Search code examples
pythonstringlistsubstringlist-comprehension

Retrieve a specific substring from each element in a list


It is few hours I am stuck with this: I have a Series called size_col of 887 elements and I want to retrieve from the sizes: S, M, L, XL. I have tried 2 different approaches, list comprehension and a simple if elif loop, but both attempts do not work.

sizes = ['S', 'M', 'L', 'XL']

tshirt_sizes = []
[tshirt_sizes.append(i) for i in size_col if i in sizes]

Second attempt:

sizes = []
for i in size_col:
if len(i) < 15:
   sizes.append(i.split(" / ",1)[-1])
else:
   sizes.append(i.split(" - ",1)[-1])

I created two conditions because in some cases the size follows the ' - ' and in some other the is a '/'. I honestly don't know how do deal with that.

Example of the list:

T-Shirt Donna "Si dai. Ciao." - M
T-Shirt Donna "Honey" - L
T-Shirt Donna "Si dai. Ciao." - M
T-Shirt Donna "I do very bad things" - M
T-Shirt Donna "Si dai. Ciao." - M
T-Shirt Donna "Stai nel tuo (mind your business)" - White / S
T-Shirt Donna "Stay Stronz" - White / L
T-Shirt Donna "Stay Stronz" - White / M
T-Shirt Donna "Si dai. Ciao." - S
T-Shirt Donna "Je suis esaurit" - Black / S
T-Shirt Donna "Si dai. Ciao." - S
T-Shirt Donna "Teamo - Tequila" - S / T-Shirt

Solution

  • You'll need regular expressions here. Precompile a regex pattern and then use pattern.search inside a list comprehension.

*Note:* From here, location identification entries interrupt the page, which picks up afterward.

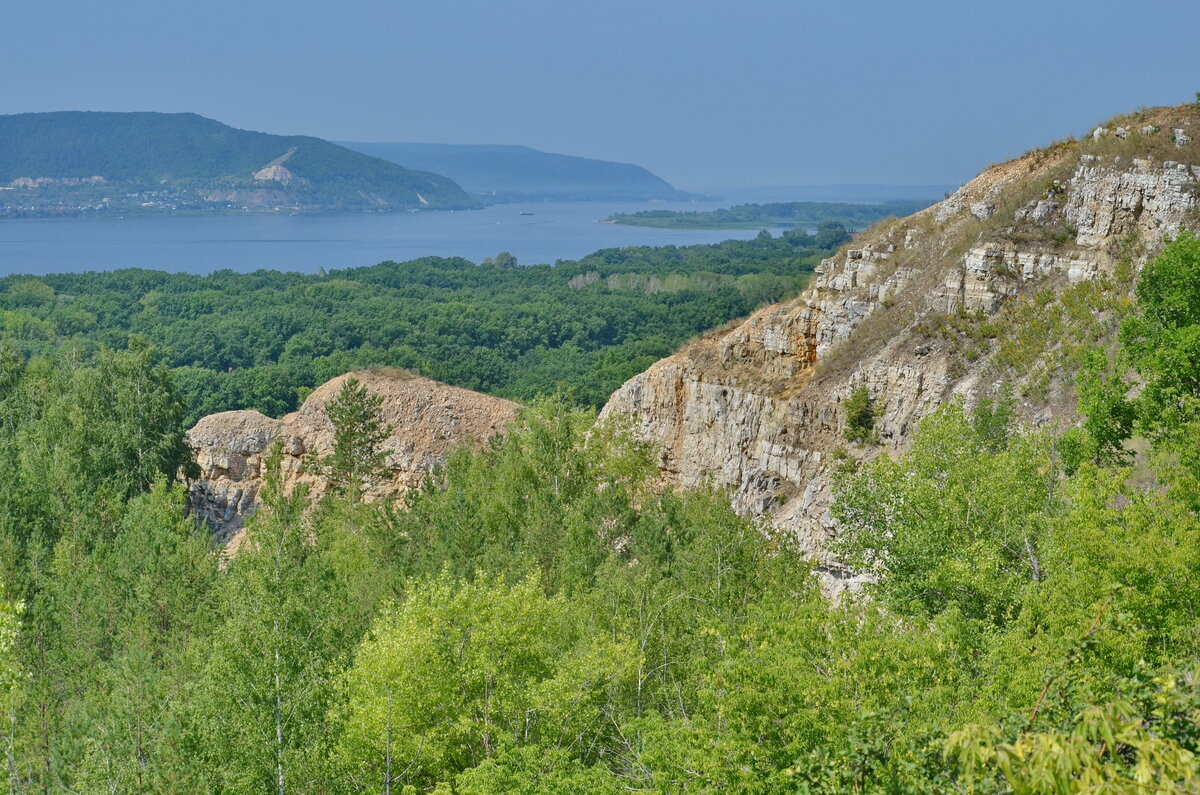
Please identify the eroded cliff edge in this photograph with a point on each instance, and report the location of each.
(921, 309)
(429, 419)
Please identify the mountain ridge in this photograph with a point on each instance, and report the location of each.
(71, 160)
(997, 287)
(514, 173)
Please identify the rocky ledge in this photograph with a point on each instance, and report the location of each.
(429, 419)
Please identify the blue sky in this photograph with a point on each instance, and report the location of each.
(705, 94)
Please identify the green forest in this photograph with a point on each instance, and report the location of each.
(803, 215)
(264, 340)
(544, 616)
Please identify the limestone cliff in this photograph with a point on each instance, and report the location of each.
(917, 310)
(427, 418)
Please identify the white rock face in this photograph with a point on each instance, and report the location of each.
(757, 408)
(275, 174)
(429, 419)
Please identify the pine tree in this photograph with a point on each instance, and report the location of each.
(358, 460)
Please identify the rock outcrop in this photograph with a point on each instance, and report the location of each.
(429, 419)
(759, 408)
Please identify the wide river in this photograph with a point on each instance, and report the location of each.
(201, 244)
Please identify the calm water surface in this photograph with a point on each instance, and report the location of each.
(305, 243)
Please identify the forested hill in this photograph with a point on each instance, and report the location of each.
(786, 214)
(263, 340)
(520, 173)
(186, 161)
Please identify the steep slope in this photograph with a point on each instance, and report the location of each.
(520, 173)
(429, 419)
(1002, 282)
(202, 161)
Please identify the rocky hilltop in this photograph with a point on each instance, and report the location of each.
(427, 418)
(997, 284)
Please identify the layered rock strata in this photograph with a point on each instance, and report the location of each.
(759, 408)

    sizes = ['S', 'M', 'L', 'XL']
    p = re.compile(r'\b({})\b'.format('|'.join(sizes))) 
    
    tshirt_sizes = [p.search(i).group(0) for i in size_col]
    

    print(tshirt_sizes)
    ['M', 'L', 'M', 'M', 'M', 'S', 'L', 'M', 'S', 'S', 'S', 'S']
    

    For added security, you may want a loop instead - list comprehensions are not good with error handling:

    tshirt_sizes = []
    for i in size_col:
        try:
            tshirt_sizes.append(p.search(i).group(0))
        except AttributeError:
            tshirt_sizes.append(None)
    

    Really the only reason to use regex here is to handle the last row in your data appropriately. In general, if you can, you should prefer the use of string operations (namely, str.split) unless avoidable, they're much faster and readable than regular expression based pattern matching and extraction.